We first present a comprehensive taxonomy of this research area, then a
stability-delay-complexity tradeoff for networks with non-saturated traffic,
and finally a utility-optimal random access protocol with no message
passing for networks with saturated traffic.
Bio:
Mung Chiang is an Associate Professor of Electrical Engineering, and an
Affiliated Faculty of Applied and Computational Mathematics and of Computer
Science, at Princeton University. He received the B.S. (Honors) in Electrical
Engineering and Mathematics, M.S. and Ph.D. degrees in Electrical Engineering
from Stanford University in 1999, 2000, and 2003, respectively, and was an
Assistant Professor at Princeton University 2003-2008. His research areas
include optimization, distributed control, and stochastic analysis of
communication networks, with applications to the Internet, wireless networks,
broadband access networks, and content distribution.

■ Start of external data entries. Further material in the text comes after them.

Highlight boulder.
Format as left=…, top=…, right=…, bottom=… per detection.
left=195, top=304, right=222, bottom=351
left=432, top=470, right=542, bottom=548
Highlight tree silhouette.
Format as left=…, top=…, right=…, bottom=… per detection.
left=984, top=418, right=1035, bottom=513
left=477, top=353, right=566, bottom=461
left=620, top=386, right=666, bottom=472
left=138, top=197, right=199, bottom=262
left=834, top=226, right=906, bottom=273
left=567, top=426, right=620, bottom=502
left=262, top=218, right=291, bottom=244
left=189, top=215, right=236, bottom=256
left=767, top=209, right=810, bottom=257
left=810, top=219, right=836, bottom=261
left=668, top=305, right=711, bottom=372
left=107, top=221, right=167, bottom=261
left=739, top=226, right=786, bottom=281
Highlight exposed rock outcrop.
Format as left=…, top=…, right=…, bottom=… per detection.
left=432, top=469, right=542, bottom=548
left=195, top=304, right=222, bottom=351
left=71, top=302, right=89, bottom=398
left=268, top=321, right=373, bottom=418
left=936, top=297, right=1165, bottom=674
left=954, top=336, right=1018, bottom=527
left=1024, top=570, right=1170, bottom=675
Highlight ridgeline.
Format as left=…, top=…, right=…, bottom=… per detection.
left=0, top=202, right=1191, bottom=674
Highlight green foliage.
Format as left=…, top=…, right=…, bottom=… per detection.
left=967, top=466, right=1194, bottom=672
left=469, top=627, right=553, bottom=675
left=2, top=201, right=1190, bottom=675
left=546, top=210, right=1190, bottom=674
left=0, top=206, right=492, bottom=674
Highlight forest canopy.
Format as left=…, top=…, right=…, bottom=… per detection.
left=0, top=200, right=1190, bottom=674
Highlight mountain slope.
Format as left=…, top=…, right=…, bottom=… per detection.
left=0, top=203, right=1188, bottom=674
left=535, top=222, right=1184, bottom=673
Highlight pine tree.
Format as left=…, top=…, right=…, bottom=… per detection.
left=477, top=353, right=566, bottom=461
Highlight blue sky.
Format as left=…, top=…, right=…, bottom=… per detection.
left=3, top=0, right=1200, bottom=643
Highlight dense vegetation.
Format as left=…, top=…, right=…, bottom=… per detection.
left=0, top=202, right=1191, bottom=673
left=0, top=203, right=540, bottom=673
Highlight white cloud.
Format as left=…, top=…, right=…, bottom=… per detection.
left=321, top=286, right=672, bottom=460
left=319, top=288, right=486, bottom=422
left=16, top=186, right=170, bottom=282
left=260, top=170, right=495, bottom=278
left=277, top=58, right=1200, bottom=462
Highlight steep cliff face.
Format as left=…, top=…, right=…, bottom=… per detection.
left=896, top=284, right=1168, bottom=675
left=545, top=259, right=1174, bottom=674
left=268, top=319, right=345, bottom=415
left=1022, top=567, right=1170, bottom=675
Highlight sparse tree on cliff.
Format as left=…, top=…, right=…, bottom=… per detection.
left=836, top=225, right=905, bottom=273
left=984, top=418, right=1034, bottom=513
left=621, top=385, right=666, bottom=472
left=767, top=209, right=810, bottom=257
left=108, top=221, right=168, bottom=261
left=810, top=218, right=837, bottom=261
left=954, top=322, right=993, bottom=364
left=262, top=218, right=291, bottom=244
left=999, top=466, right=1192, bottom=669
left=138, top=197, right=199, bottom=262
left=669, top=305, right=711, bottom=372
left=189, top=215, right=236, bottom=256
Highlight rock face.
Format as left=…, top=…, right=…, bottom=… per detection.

His awards include Presidential Early Career Award for Scientists and Engineers
2008 from the White House, Young Investigator Award 2007 from ONR, TR35 Young
Innovator Award 2007 from Technology Review, Young Researcher Award Runner-up
2004-2007 from Mathematical Programming Society, CAREER Award 2005 from NSF, as
well as Frontiers of Engineering Symposium participant 2008 from NAE and SEAS
Teaching Commendation 2007 from Princeton University. He was a Princeton
University Howard B. Wentz Junior Faculty and a Hertz Foundation Fellow. His
paper awards include ISI citation Fast Breaking Paper in Computer Science, IEEE
INFOCOM Best Paper Finalist, and IEEE GLOBECOM Best Student Paper. His guest
and associate editorial services include IEEE/ACM Trans. Netw., IEEE Trans.
Inform. Theory, IEEE J. Sel. Area Comm., IEEE Trans. Comm., IEEE Trans.
Wireless Comm., and J. Optimization and Engineering. He also has filed 16
patents and co-chaired 38th Conference on Information Sciences and Systems.